Here is the summary of the report:
Office-using jobs expanded by an even greater 1.2 percent year-over-year, making Boston the fastest growing of the U.S.'s top 10 largest office markets. The area's unemployment remains relatively low as well. Only Washington, D.C. currently boasts a lower unemployment rate than Greater Boston's rate of 4.8 percent, which is 130 basis points lower than the national unemployment rate. That said, with the national situation becoming increasingly dire by the day, it's not a question of if, but when our market too will begin to contract. Indeed the initial claims of unemployment, which serve as a leading indicator, are up nearly 20 percent statewide from a year ago. And despite leading the way in employment growth for much of 2008, the pace of growth is about one-third the level of the cyclical peak of 42,000 jobs added year-over-year reached back in May 2007.
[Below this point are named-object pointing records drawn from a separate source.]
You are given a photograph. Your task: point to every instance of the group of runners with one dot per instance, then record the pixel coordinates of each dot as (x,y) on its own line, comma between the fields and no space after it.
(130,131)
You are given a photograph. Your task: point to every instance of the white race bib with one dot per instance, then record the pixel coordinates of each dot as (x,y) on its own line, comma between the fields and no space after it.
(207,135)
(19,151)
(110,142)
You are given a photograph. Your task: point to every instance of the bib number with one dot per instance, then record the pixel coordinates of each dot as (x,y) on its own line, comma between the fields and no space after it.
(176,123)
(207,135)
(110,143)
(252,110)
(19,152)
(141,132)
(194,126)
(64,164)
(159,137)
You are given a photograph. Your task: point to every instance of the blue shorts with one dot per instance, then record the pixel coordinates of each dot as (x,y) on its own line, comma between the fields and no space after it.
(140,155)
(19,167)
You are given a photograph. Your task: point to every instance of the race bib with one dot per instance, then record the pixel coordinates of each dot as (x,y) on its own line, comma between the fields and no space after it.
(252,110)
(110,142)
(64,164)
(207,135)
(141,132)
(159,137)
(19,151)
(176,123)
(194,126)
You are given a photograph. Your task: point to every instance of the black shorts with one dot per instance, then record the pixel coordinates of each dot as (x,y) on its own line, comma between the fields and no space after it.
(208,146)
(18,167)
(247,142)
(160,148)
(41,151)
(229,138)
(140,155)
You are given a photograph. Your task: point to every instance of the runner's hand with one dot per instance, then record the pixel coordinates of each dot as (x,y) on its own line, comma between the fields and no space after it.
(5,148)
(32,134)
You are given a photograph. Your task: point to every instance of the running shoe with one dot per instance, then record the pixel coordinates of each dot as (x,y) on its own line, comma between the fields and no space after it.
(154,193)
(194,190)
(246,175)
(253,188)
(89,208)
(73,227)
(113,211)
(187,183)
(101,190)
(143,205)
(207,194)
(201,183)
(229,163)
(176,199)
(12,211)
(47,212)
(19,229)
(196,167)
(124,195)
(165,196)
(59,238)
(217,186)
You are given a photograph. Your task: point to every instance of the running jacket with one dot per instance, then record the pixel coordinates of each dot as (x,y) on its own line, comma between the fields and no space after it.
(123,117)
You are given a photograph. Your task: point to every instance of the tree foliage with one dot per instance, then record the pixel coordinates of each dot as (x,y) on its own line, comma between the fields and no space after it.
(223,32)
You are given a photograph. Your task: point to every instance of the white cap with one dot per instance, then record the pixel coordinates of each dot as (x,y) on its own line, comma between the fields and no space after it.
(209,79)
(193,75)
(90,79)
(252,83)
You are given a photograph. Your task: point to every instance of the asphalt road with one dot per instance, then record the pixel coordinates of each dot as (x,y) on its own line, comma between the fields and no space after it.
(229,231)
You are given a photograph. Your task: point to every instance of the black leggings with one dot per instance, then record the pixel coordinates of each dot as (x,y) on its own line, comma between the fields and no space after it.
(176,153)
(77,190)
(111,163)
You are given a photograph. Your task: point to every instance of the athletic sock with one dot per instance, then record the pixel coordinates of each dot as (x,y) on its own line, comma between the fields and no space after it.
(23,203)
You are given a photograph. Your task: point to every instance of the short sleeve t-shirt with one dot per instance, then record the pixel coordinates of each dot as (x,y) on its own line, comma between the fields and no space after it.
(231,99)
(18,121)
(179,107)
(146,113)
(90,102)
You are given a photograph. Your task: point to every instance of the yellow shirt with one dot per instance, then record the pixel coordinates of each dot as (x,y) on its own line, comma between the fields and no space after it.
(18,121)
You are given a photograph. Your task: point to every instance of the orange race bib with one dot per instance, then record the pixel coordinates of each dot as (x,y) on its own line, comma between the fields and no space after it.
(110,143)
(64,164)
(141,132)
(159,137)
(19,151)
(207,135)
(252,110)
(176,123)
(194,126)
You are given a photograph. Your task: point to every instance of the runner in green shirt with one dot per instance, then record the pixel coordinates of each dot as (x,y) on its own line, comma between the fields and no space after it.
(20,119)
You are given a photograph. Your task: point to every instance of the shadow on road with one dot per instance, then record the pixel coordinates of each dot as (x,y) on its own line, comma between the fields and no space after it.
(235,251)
The Greater Boston office market registered modest positive net absorption during the third quarter. Leasing activity in Downtown Boston slightly outperformed the Suburbs while in Cambridge transactions were minimal. Landlords have started to soften their stance on rents and slight declines were reported but the market has yet to swing widely. Both landlords and tenants remain relatively deadlocked as everyone waits and watches changes in the economy. New supply in Boston and Cambridge is constrained but in the Suburbs the larger pipeline of new construction projects is starting to deliver.
Something to Watch:
The merger between Bank of America's Wealth Management division, headquartered in Boston, and Merrill Lynch.
Market conditions in Greater Boston and across the nation largely depend on how quickly the government rescue plan and banking sector work together to restore confidence, liquidity, and functionality to the capital markets. The short-term forecast for Greater Boston is slow employment growth, modest net absorption, and softening in non-core office markets. We expect Landlords to utilize free rent and parking incentives instead of concessions which require cash outlays to motivate slow moving tenants. Tenants may modify current space plans, do more with less, and use short term renewals to buy time. The long-term outlook is much harder to assess but due to the last few years of expansion, a diversified economy, and controlled construction current fundamentals should not change significantly.